Die Entwürfe wurden mit OPTIF, dem firmeneigenen Fundamententwurfswerkzeug von Arup, entwickelt. Die Experten von Arup nutzten die schnellen Lastanalysefunktionen und Optimierungsalgorithmen von OPTIF, um in kurzer Zeit robuste und optimierte Fundamententwürfe zu liefern, die flexibel genug sind, um während der Entwurfsentwicklung Eingaben von RWE zu berücksichtigen. Bei der Analyse wurden die komplexen geotechnischen und metozeanischen Bedingungen am Standort berücksichtigt, und bei der Optimierung wurden die primäre Stahlmasse und Überlegungen zur Lieferkette berücksichtigt, um den am besten geeigneten und kostengünstigsten Gründungsentwurf für den Standort ganzheitlich zu bewerten. OPTIF wurde eingesetzt, um viele Tausende von Entwurfskonfigurationen zu bewerten, um die standortweiten Auswirkungen verschiedener wichtiger Entwurfseingaben zu beurteilen und eine datengesteuerte Entscheidungsfindung in enger Zusammenarbeit mit dem Kunden zu ermöglichen.

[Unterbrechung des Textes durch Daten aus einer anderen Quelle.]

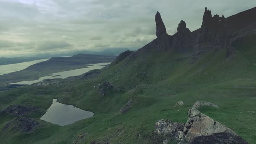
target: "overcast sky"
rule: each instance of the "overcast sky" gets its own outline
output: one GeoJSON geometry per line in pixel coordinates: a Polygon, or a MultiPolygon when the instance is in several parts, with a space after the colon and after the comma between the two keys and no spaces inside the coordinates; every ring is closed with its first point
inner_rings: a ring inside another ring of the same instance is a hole
{"type": "Polygon", "coordinates": [[[156,38],[157,11],[169,35],[181,20],[199,28],[204,7],[225,17],[255,0],[0,0],[0,56],[140,48],[156,38]]]}

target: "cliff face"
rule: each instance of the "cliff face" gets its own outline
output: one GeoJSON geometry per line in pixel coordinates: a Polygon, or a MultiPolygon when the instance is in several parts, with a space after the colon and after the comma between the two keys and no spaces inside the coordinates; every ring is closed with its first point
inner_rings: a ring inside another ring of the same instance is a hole
{"type": "Polygon", "coordinates": [[[158,11],[155,15],[155,21],[157,26],[157,37],[158,37],[161,35],[166,33],[166,29],[160,13],[158,11]]]}
{"type": "Polygon", "coordinates": [[[196,52],[200,52],[212,48],[227,48],[232,32],[223,15],[212,16],[211,11],[206,7],[194,49],[196,52]]]}
{"type": "Polygon", "coordinates": [[[177,33],[170,36],[158,11],[155,15],[157,39],[134,52],[131,57],[135,59],[144,52],[146,54],[152,49],[195,54],[211,49],[229,49],[232,42],[241,36],[256,34],[256,13],[255,7],[226,18],[217,14],[213,16],[211,11],[206,7],[200,28],[191,32],[182,20],[177,33]],[[239,21],[236,22],[235,20],[239,21]]]}

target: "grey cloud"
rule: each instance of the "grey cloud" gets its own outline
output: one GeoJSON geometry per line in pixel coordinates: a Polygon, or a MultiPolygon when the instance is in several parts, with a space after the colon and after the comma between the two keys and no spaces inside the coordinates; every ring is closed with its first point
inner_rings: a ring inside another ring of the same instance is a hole
{"type": "Polygon", "coordinates": [[[256,1],[0,0],[0,39],[11,42],[0,41],[1,56],[139,48],[156,38],[157,11],[172,35],[181,20],[191,31],[199,28],[205,7],[227,17],[256,6],[256,1]]]}
{"type": "Polygon", "coordinates": [[[47,41],[40,43],[36,45],[35,48],[37,49],[49,50],[60,49],[72,46],[70,44],[64,41],[47,41]]]}

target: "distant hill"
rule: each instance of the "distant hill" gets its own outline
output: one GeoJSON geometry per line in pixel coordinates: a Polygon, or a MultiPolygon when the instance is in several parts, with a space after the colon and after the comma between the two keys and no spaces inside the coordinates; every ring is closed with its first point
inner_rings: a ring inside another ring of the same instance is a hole
{"type": "MultiPolygon", "coordinates": [[[[235,132],[232,134],[237,134],[248,143],[255,144],[256,13],[255,7],[225,18],[212,15],[205,8],[199,29],[191,32],[181,20],[177,32],[170,36],[158,12],[157,38],[136,52],[122,52],[107,68],[76,79],[53,80],[49,85],[27,86],[0,93],[2,109],[13,104],[32,105],[45,112],[53,98],[56,98],[59,102],[92,111],[93,117],[59,126],[39,120],[43,113],[35,112],[27,116],[26,123],[31,125],[29,122],[34,118],[40,126],[30,133],[13,128],[13,125],[22,125],[14,119],[17,116],[7,114],[1,117],[0,129],[3,130],[0,141],[2,143],[247,144],[237,142],[227,134],[230,128],[235,132]],[[219,108],[206,105],[197,108],[201,113],[191,113],[189,110],[197,101],[214,104],[219,108]],[[184,105],[174,108],[180,101],[184,105]],[[208,121],[202,114],[216,121],[208,121]],[[195,119],[188,119],[187,115],[195,119]],[[175,128],[178,126],[173,122],[180,123],[181,131],[175,128]],[[220,130],[223,127],[219,122],[229,129],[220,130]],[[206,141],[207,139],[210,141],[206,141]]],[[[52,68],[63,63],[65,66],[80,65],[85,62],[80,59],[83,57],[53,58],[28,69],[38,69],[35,72],[40,73],[48,65],[46,62],[52,63],[49,65],[52,68]]],[[[31,71],[21,74],[29,72],[31,71]]],[[[17,74],[9,75],[9,78],[18,77],[17,74]]]]}
{"type": "Polygon", "coordinates": [[[115,58],[115,56],[84,54],[78,54],[71,57],[52,57],[23,70],[0,75],[0,83],[36,80],[51,73],[83,68],[87,64],[111,62],[115,58]]]}
{"type": "Polygon", "coordinates": [[[14,63],[30,62],[35,60],[46,59],[43,57],[21,57],[16,58],[0,58],[0,65],[9,65],[14,63]]]}
{"type": "Polygon", "coordinates": [[[76,55],[79,53],[91,55],[105,55],[105,56],[118,56],[120,53],[126,50],[131,50],[129,49],[126,48],[111,48],[103,50],[99,52],[95,52],[90,50],[80,50],[75,52],[68,52],[61,53],[59,54],[51,54],[49,53],[37,54],[36,56],[38,57],[60,57],[71,56],[76,55]]]}

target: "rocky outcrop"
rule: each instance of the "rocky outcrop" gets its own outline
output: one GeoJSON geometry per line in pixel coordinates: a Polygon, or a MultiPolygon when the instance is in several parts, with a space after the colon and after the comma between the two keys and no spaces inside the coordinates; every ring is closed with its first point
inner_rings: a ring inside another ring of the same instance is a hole
{"type": "Polygon", "coordinates": [[[93,69],[80,75],[69,77],[68,79],[85,80],[95,77],[99,75],[101,73],[101,70],[100,69],[93,69]]]}
{"type": "Polygon", "coordinates": [[[84,143],[85,137],[88,135],[88,133],[82,133],[78,135],[76,139],[74,141],[73,144],[83,144],[84,143]]]}
{"type": "Polygon", "coordinates": [[[184,102],[183,102],[183,101],[178,101],[175,104],[175,105],[174,106],[174,108],[182,107],[183,106],[183,105],[184,105],[184,102]]]}
{"type": "Polygon", "coordinates": [[[177,141],[179,144],[247,144],[234,131],[195,108],[188,111],[185,124],[160,120],[155,124],[155,132],[162,136],[157,142],[163,144],[177,141]]]}
{"type": "Polygon", "coordinates": [[[154,125],[154,132],[161,137],[161,140],[157,141],[162,141],[164,144],[174,141],[181,141],[180,140],[184,137],[184,124],[172,122],[167,119],[158,121],[154,125]]]}
{"type": "Polygon", "coordinates": [[[232,35],[224,16],[212,16],[211,11],[206,7],[195,49],[201,51],[212,48],[227,48],[232,35]]]}
{"type": "Polygon", "coordinates": [[[195,108],[188,115],[183,131],[189,144],[247,144],[231,129],[195,108]]]}
{"type": "Polygon", "coordinates": [[[12,115],[21,116],[38,110],[38,108],[32,105],[11,105],[0,111],[0,116],[5,114],[10,114],[12,115]]]}
{"type": "Polygon", "coordinates": [[[132,100],[130,99],[128,102],[125,106],[120,110],[120,111],[122,113],[124,113],[125,112],[129,111],[131,108],[131,105],[132,105],[132,100]]]}
{"type": "Polygon", "coordinates": [[[219,108],[217,105],[207,101],[197,101],[197,102],[194,104],[192,107],[198,109],[202,106],[204,106],[213,107],[216,108],[219,108]]]}
{"type": "Polygon", "coordinates": [[[170,135],[178,137],[180,131],[182,131],[184,124],[172,122],[167,119],[160,120],[154,125],[155,131],[158,134],[170,135]]]}
{"type": "Polygon", "coordinates": [[[180,52],[190,52],[193,50],[195,39],[189,29],[186,27],[184,21],[181,21],[177,30],[177,33],[173,36],[172,47],[180,52]]]}
{"type": "Polygon", "coordinates": [[[115,58],[115,59],[114,61],[113,61],[113,62],[111,63],[111,65],[112,65],[117,64],[123,60],[125,59],[125,58],[127,58],[127,56],[130,56],[131,54],[132,54],[133,52],[134,52],[128,50],[125,51],[125,52],[120,53],[120,54],[118,56],[118,57],[117,57],[116,58],[115,58]]]}
{"type": "Polygon", "coordinates": [[[99,86],[98,91],[99,91],[102,97],[105,95],[106,93],[113,90],[114,87],[112,84],[108,81],[105,81],[99,86]]]}
{"type": "Polygon", "coordinates": [[[39,124],[39,123],[33,118],[18,117],[7,123],[0,132],[0,135],[7,132],[30,132],[39,124]]]}
{"type": "Polygon", "coordinates": [[[166,33],[166,29],[162,20],[160,13],[158,11],[155,15],[155,21],[157,26],[157,37],[158,37],[162,34],[166,33]]]}

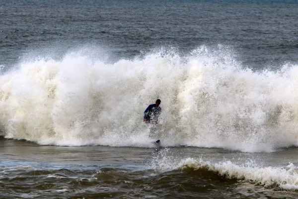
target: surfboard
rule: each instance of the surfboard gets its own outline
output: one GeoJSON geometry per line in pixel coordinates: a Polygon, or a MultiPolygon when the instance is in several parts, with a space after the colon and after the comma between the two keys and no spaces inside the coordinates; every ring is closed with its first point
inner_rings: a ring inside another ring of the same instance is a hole
{"type": "Polygon", "coordinates": [[[156,147],[160,147],[160,140],[157,140],[156,141],[154,141],[153,142],[153,143],[156,146],[156,147]]]}

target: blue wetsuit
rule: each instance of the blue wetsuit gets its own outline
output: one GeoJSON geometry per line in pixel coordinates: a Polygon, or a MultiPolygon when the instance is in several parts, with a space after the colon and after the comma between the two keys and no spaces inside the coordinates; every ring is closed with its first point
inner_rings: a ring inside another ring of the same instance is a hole
{"type": "Polygon", "coordinates": [[[157,121],[161,111],[161,108],[159,106],[156,106],[155,103],[149,105],[144,111],[144,119],[149,122],[151,120],[157,121]]]}

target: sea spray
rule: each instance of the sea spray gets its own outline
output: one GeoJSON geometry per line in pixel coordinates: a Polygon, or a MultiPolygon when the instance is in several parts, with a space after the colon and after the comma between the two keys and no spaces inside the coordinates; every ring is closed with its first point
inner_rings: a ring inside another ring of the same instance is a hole
{"type": "Polygon", "coordinates": [[[0,132],[41,144],[153,147],[142,115],[159,98],[164,146],[272,151],[298,145],[298,66],[253,72],[204,46],[113,64],[75,53],[24,62],[0,77],[0,132]]]}

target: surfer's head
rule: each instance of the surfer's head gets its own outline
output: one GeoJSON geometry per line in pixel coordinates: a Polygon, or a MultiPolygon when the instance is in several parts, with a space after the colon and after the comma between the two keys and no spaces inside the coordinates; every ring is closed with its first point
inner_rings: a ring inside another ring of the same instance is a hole
{"type": "Polygon", "coordinates": [[[160,104],[161,102],[161,101],[160,101],[160,100],[159,100],[159,99],[156,100],[156,101],[155,101],[155,104],[156,104],[156,106],[159,106],[159,104],[160,104]]]}

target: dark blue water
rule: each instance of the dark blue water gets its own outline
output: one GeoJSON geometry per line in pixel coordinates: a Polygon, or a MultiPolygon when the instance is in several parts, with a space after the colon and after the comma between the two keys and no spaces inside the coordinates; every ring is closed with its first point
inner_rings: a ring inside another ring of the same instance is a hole
{"type": "Polygon", "coordinates": [[[85,46],[118,60],[161,47],[187,54],[222,44],[245,67],[277,67],[298,59],[298,9],[297,0],[4,0],[0,64],[85,46]]]}

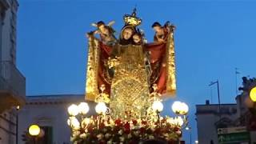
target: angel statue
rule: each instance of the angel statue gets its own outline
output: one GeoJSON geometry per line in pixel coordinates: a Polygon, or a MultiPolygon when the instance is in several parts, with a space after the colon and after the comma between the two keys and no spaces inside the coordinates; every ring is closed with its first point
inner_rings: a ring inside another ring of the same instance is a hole
{"type": "Polygon", "coordinates": [[[151,104],[150,94],[156,91],[153,86],[166,97],[175,95],[174,26],[155,22],[152,26],[155,40],[147,43],[138,28],[142,19],[136,16],[136,9],[123,19],[118,39],[112,33],[112,25],[102,21],[94,24],[99,32],[88,34],[86,99],[94,101],[104,85],[112,116],[143,118],[151,104]],[[99,34],[99,39],[95,34],[99,34]]]}
{"type": "Polygon", "coordinates": [[[104,22],[99,21],[97,23],[92,23],[93,26],[97,28],[96,30],[93,31],[94,34],[99,34],[101,41],[106,45],[111,45],[116,42],[114,37],[114,30],[112,28],[114,21],[110,22],[107,25],[104,22]]]}

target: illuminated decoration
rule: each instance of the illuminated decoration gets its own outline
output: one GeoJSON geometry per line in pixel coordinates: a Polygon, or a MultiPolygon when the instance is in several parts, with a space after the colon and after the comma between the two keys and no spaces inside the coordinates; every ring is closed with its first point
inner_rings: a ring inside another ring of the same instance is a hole
{"type": "Polygon", "coordinates": [[[104,102],[98,102],[95,106],[96,113],[105,114],[106,112],[107,107],[104,102]]]}
{"type": "Polygon", "coordinates": [[[81,102],[78,105],[78,110],[79,110],[79,113],[81,114],[86,114],[88,113],[89,110],[90,108],[86,102],[81,102]]]}
{"type": "Polygon", "coordinates": [[[179,101],[174,102],[171,108],[173,112],[177,114],[185,115],[189,111],[189,106],[185,102],[181,102],[179,101]]]}
{"type": "Polygon", "coordinates": [[[253,102],[256,102],[256,87],[251,89],[250,92],[250,98],[253,102]]]}
{"type": "Polygon", "coordinates": [[[38,125],[31,125],[29,127],[29,134],[32,136],[38,136],[40,134],[40,127],[38,125]]]}
{"type": "Polygon", "coordinates": [[[74,143],[179,141],[188,124],[188,106],[175,102],[174,118],[160,114],[164,110],[162,94],[174,98],[176,93],[174,26],[166,22],[160,28],[163,34],[156,31],[154,42],[146,43],[142,30],[137,27],[142,19],[136,9],[123,19],[119,39],[113,40],[112,24],[102,21],[94,23],[97,30],[87,34],[86,99],[96,103],[98,114],[89,117],[86,102],[69,106],[70,140],[74,143]]]}
{"type": "Polygon", "coordinates": [[[131,15],[125,14],[123,19],[126,25],[131,25],[133,26],[137,26],[142,23],[142,19],[136,17],[136,9],[134,9],[134,12],[131,15]]]}
{"type": "Polygon", "coordinates": [[[70,106],[67,110],[69,112],[69,114],[72,116],[76,116],[79,113],[78,106],[74,104],[70,106]]]}

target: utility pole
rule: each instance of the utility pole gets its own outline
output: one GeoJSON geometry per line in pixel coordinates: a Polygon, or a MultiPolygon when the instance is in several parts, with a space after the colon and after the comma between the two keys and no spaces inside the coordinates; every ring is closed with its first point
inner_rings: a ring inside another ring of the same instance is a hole
{"type": "Polygon", "coordinates": [[[211,86],[214,84],[217,84],[217,90],[218,90],[218,116],[219,119],[221,118],[221,99],[220,99],[220,95],[219,95],[219,86],[218,86],[218,79],[217,79],[216,82],[211,82],[209,84],[209,86],[211,86]]]}

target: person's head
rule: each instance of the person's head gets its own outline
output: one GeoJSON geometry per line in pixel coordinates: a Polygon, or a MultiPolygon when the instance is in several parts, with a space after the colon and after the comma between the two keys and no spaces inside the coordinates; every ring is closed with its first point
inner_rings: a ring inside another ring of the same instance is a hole
{"type": "Polygon", "coordinates": [[[131,27],[126,27],[122,30],[122,38],[126,40],[128,40],[133,35],[134,30],[131,27]]]}
{"type": "Polygon", "coordinates": [[[101,31],[103,31],[106,27],[105,23],[102,21],[97,22],[97,26],[101,31]]]}
{"type": "Polygon", "coordinates": [[[139,33],[135,33],[133,35],[134,43],[140,43],[142,42],[142,35],[139,33]]]}
{"type": "Polygon", "coordinates": [[[162,30],[162,27],[161,24],[158,22],[153,23],[151,26],[157,33],[161,32],[162,30]]]}

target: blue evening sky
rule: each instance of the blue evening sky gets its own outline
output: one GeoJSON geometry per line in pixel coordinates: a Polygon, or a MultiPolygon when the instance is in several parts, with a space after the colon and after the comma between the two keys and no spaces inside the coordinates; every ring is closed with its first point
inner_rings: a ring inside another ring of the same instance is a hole
{"type": "MultiPolygon", "coordinates": [[[[252,1],[86,1],[20,0],[18,67],[26,78],[26,94],[83,94],[87,41],[92,22],[114,20],[137,5],[140,26],[152,41],[150,26],[170,21],[176,26],[177,99],[187,102],[196,134],[195,104],[234,102],[235,67],[241,77],[255,76],[256,2],[252,1]]],[[[165,103],[170,114],[173,100],[165,103]]],[[[187,134],[185,135],[187,138],[187,134]]],[[[195,137],[193,141],[195,140],[195,137]]]]}

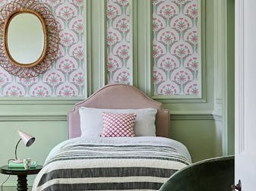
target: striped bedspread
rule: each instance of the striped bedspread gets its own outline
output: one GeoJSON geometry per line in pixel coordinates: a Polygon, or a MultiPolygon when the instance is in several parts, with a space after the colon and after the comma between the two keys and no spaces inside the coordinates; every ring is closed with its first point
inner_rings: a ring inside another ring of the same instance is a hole
{"type": "Polygon", "coordinates": [[[190,162],[170,139],[76,138],[52,150],[33,190],[157,190],[190,162]]]}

Die fortschrittliche integrierte Lastanalyse (ILA) von Arup war für dieses Projekt von besonderem Wert, einschließlich der Entwicklung eines maßgeschneiderten aeroelastischen Modells des Windturbinengenerators, das auf die projektspezifischen Anforderungen abgestimmt wurde. Dies verbesserte die Genauigkeit der Lastschätzungen und reduzierte die Unsicherheit und das Risiko im Vorfeld der Beauftragung eines Turbinenlieferanten erheblich. Die ILA ermöglichte auch die Durchführung von Sensitivitätsstudien unter Berücksichtigung verschiedener Konfigurationen des Windturbinenturms, was eine integrierte Bewertung und Optimierung der gesamten Tragstruktur und eine weitere Verringerung der Unsicherheiten in den resultierenden Fundamententwürfen ermöglichte.
Die frühe FEED-Studie lieferte eine genaue und fortschrittliche Bewertung der Unterstruktur, die es RWE ermöglicht, Entwicklungsentscheidungen mit einem höheren Maß an Sicherheit zu treffen, während das Projekt voranschreitet.